COLOMBO, Jan. 13 (Xinhua) -- Sri Lanka Monitoring Mission (SLMM), the international truce monitoring group in Sri Lanka's faltering Norwegian backed peace process with the Tamil Tigers, said Sunday it will wind-up its operations on Wednesday in the coming week.
Pia Hansson, the SLMM spokesman told reporters that all their district offices in Vavuniya district in the north, Batticaloa and Trincomalee districts in the east have been already shut down with the government announcement to abrogate the ceasefire with effect from Jan. 16.
Hansson said the office in the northern district of Jaffna would wind-up on next Monday.

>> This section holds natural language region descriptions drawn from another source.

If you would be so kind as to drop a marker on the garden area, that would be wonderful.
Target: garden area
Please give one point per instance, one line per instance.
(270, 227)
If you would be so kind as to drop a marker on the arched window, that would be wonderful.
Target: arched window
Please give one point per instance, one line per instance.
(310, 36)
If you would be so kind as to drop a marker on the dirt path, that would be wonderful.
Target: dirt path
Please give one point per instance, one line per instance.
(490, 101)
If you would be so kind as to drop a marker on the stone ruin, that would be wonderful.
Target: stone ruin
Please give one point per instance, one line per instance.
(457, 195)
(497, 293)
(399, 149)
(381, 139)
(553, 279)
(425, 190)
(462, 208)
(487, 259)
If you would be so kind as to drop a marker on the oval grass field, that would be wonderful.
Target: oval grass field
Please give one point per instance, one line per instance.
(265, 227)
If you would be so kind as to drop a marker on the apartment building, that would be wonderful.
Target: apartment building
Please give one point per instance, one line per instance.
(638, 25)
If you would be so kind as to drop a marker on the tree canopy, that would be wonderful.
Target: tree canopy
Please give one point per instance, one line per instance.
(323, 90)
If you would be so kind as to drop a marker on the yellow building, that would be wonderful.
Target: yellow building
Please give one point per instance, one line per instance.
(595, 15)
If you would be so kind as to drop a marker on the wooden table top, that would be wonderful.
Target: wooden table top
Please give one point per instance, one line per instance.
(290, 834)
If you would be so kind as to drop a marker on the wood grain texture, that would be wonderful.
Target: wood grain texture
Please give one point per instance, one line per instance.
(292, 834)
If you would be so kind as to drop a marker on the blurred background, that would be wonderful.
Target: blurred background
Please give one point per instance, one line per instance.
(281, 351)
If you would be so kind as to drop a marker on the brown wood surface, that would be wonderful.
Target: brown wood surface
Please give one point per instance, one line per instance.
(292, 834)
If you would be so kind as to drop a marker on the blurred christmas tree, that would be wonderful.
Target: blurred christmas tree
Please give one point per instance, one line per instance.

The SLMM was set up as an international group to monitor the ceasefire violations in terms of the Feb. 22, 2002 truce agreement between the Sri Lankan government and the Liberation Tigers of Tamil Eelam (LTTE).
Both sides were blamed for massive violations of the truce since the agreement had been signed.
Despite the truce the violence in the north and east reached massive scale with over 5,000 people being killed since the end of2005.
Both sides however refused to withdraw from ceasefire until the government announced on Jan. 2 its decision to abrogate.
The SLMM, originally consisted of members from Nordic countries, came to be restricted in May 2006 to members from Norway and Iceland.
This was following the LTTE request that all truce monitors representing the European Union (EU) in the SLMM be withdrawn as a direct result of the EU declaring the LTTE a terrorist organization.